After pictures and more pictures and more packing, we pick up Cary's dog tags, which eerily state his name, branch, blood type, and that he's a Christian. I wait while he's inside picking them up. A couple walks out of Callahan Hall, arms linked, dress whites and a pretty polka-dot dress that looks like it might spin out if twirling. A new lifestyle started.

The two minivans trek into Boston. We begin our touring with Lexington and MIT for the Lawsons and a roundabout maze of traffic and side streets for the Pritchard/Lawsons. We tour the bay, the U.S.S. Constitution, the monuments, Harvard Square, the Cheers bar. If you ever plan to climb the Bunker Hill monument, practice on a stair stepper for a month first because my calves never recovered. We walk and eat and then eat again. It's hot, and the humidity tumbles into rain by late afternoon. There are Dunkin Donuts on every corner. Weird for Boston. But good for breakfast. Coconut popsicles not so much. Good idea. Bad idea when you include the flakes of coconut. Hello, artificial flavors, people!

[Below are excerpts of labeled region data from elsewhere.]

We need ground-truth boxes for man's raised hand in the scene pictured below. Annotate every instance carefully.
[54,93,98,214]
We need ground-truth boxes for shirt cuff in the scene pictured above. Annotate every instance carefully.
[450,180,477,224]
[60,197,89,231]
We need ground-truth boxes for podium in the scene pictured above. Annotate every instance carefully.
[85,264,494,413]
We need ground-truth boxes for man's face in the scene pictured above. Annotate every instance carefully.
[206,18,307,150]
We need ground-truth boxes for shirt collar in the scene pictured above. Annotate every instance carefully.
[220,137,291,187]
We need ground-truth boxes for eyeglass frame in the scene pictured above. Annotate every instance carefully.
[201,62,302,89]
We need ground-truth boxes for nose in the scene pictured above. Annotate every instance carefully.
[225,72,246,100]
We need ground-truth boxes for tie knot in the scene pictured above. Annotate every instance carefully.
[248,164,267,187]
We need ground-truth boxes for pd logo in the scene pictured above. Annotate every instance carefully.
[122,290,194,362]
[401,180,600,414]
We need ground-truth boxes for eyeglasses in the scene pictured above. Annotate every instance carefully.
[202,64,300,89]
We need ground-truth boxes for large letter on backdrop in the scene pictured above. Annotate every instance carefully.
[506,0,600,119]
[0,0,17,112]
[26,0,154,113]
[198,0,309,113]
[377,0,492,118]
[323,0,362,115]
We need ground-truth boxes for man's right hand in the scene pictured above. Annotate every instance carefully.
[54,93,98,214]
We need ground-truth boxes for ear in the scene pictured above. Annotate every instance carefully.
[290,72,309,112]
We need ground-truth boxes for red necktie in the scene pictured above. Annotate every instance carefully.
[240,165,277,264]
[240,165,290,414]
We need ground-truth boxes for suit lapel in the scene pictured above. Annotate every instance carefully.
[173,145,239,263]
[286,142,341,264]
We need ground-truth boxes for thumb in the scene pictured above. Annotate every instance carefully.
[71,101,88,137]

We start losing people to flights.

Dane has this fascinating conversation with Cary as we share snacks in the hotel room.

"So when do people have to salute you?"
"When they're lower in rank."
"How can they tell?"
"It's pretty obvious from the crest on your cover."
"That's your hat?" Cary nods.
"What if you're not wearing your hat, cover?"
"You only get saluted when you're wearing your cover ... And you always have to be covered when you're outside."
"In your car?"
"What if you're just entering a building, going inside?"
"I guess."
"What if you're in the process of taking it off? ... What if you've taken it off, but they can see the line on your forehead and know that your cover was just on?"
We're all rolling by now.

And then Cary's Uncle Bradley lectures Cary about using so many acronyms. And we all agree.

On the subway, my mom and I watch a young couple so very and obviously in love. They're young. Maybe 25. She stares up at him from her seat with clear blue eyes and cheeks with freckles. She has pale red waves escaping from her bun. He's skinny and dressed well. He pushes her hair off her face, touches her cheekbone with his thumb. She smiles. They're talking about something, laughing quietly. It feels so good to be in love, doesn't it?